Although a bevy of heavy hitters are expected to take part in a competitive bidding process, none have publicly indicated how much they are willing to pay through a revenue-sharing agreement. On Wednesday, a source with knowledge of the negotiations told Sports Handle that Cuomo is looking for a percentage of revenue from a partnership similar to one in New Hampshire, which went live with mobile sports betting in December 2019. Under the partnership in the Granite State, DraftKings is paying New Hampshire 51% of its gross gaming revenue (GGR) from its online sports betting channel.

The actual revenue sharing percentage that goes to New York State may be detailed in the budget or be negotiated as part of the bidding process, the source said.

Currently, DraftKings offers sports betting on a retail-only basis at in the Empire State at Del Lago Resort in Seneca County. FanDuel, DraftKings’ chief rival, operates a retail sportsbook at Tioga Downs in Tioga County.
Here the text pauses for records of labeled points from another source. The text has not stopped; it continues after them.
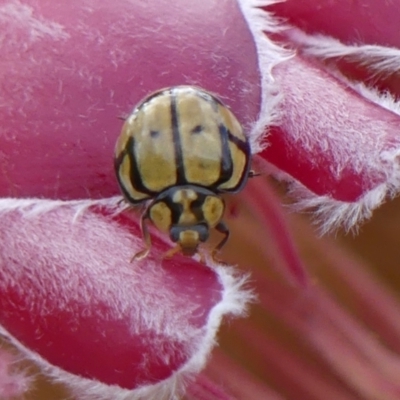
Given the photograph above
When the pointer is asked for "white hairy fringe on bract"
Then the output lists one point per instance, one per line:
(236, 296)
(329, 214)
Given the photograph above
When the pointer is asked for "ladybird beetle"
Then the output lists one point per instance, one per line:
(181, 148)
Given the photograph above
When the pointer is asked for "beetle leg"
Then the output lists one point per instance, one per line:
(172, 251)
(146, 238)
(220, 227)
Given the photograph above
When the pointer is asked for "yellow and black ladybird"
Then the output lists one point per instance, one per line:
(181, 147)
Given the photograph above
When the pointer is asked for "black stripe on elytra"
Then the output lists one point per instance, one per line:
(226, 165)
(117, 164)
(180, 170)
(134, 175)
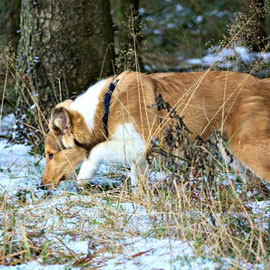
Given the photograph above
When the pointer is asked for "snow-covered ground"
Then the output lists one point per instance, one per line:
(21, 171)
(69, 223)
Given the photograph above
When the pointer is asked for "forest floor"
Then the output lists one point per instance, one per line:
(109, 228)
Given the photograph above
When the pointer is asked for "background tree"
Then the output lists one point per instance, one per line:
(128, 36)
(256, 9)
(10, 22)
(64, 47)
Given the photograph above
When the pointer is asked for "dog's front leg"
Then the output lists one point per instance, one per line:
(125, 152)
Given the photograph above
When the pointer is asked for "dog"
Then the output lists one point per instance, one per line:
(115, 120)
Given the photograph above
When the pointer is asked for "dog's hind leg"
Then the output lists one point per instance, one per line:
(256, 156)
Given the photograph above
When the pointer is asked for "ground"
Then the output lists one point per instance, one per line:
(110, 228)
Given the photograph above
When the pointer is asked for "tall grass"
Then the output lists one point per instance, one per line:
(200, 200)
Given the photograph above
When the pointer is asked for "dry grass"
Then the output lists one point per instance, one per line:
(223, 217)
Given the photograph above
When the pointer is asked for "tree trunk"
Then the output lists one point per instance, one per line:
(255, 9)
(10, 22)
(65, 46)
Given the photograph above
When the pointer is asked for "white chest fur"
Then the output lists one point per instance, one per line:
(87, 103)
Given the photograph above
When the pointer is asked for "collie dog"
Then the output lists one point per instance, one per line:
(115, 120)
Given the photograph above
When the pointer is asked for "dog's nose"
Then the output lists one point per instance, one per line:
(42, 186)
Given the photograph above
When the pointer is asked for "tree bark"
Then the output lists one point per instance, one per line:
(10, 22)
(65, 46)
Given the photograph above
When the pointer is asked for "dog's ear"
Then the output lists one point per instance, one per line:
(60, 119)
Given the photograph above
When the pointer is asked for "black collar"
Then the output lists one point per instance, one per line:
(107, 100)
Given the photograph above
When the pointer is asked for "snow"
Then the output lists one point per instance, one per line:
(138, 253)
(224, 58)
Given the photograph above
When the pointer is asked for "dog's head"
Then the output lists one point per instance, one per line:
(63, 151)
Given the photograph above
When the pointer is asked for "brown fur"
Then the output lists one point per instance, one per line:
(237, 104)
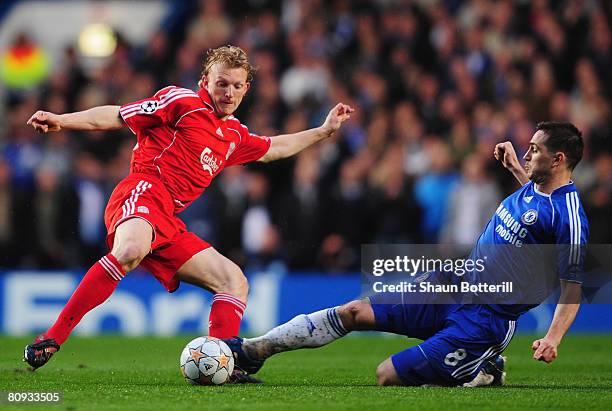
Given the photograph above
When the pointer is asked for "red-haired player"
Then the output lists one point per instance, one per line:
(184, 140)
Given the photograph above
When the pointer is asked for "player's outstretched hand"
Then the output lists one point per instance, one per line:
(504, 153)
(337, 115)
(544, 350)
(43, 121)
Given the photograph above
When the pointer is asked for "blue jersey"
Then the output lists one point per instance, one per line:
(529, 217)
At the moment, it has not been determined how many sportsbooks plan to take part in the bidding process.

“The competition is going to be intense,” a source said.

There is also some concern among tribal leaders that the state’s federally approved Indian gaming operations could be cut out of the deal. A 2013 agreement between the Oneida Indian Nation and New York State created a tribal exclusivity zone that spans 10 central New York counties. As part of the agreement, the Oneida Nation has exclusivity on new online and in-person casino games within the zone.

The Seneca Nation of Indians, meanwhile, reconfirmed the tribe’s exclusivity zone for gaming operations in a separate 2013 deal with the state. It is unclear if the sides can reach a deal where the Oneida Nation and other tribes in New York could opt-in to the state’s sports betting scheme in exchange for waiving the exclusivity zones.

Turning Stone Resort Casino, a resort owned and operated by the Oneida Nation, is located about 35 miles east of Syracuse.

Impact on other states

Although sports betting has been legalized in more than 20 U.S. states, wagering on sports via smartphone is not allowed at the moment in the nation’s four most populous states — California (37.7 million), Texas (27.7 million), Florida (21.5 million), and New York (19.5 million). A study from Bank of America projects that the “total addressable market” for sports betting in the U.S. could reach $15 billion by 2030. The four states could account for roughly $3 billion combined, according to a June 2020 note from Bank of America analyst Shaun Kelley.

As New York moves closer to legalizing sports betting, the pari-mutuel industry in Florida has held recent discussions with Gov. Ron DeSantis on a comprehensive gaming package in the Sunshine State.

Over the last two years, Sen. Joseph Addabbo Jr. has used a traffic analogy to describe New York’s inability to approve mobile sports betting. New York, he joked, has symbolized a car wimping along in the right lane with wobbly wheels, while speeding sports cars such as New Jersey whiz by.

“We should have done this two years ago,” Addabbo told Sports Handle on Wednesday. “We should have been New Jersey, we should have been eclipsing Nevada at this point. We are New York, we lead, others follow.

“It’s an odd place for New York to be, we should be out front. I’m not going to go backwards, I’m going to go forward.”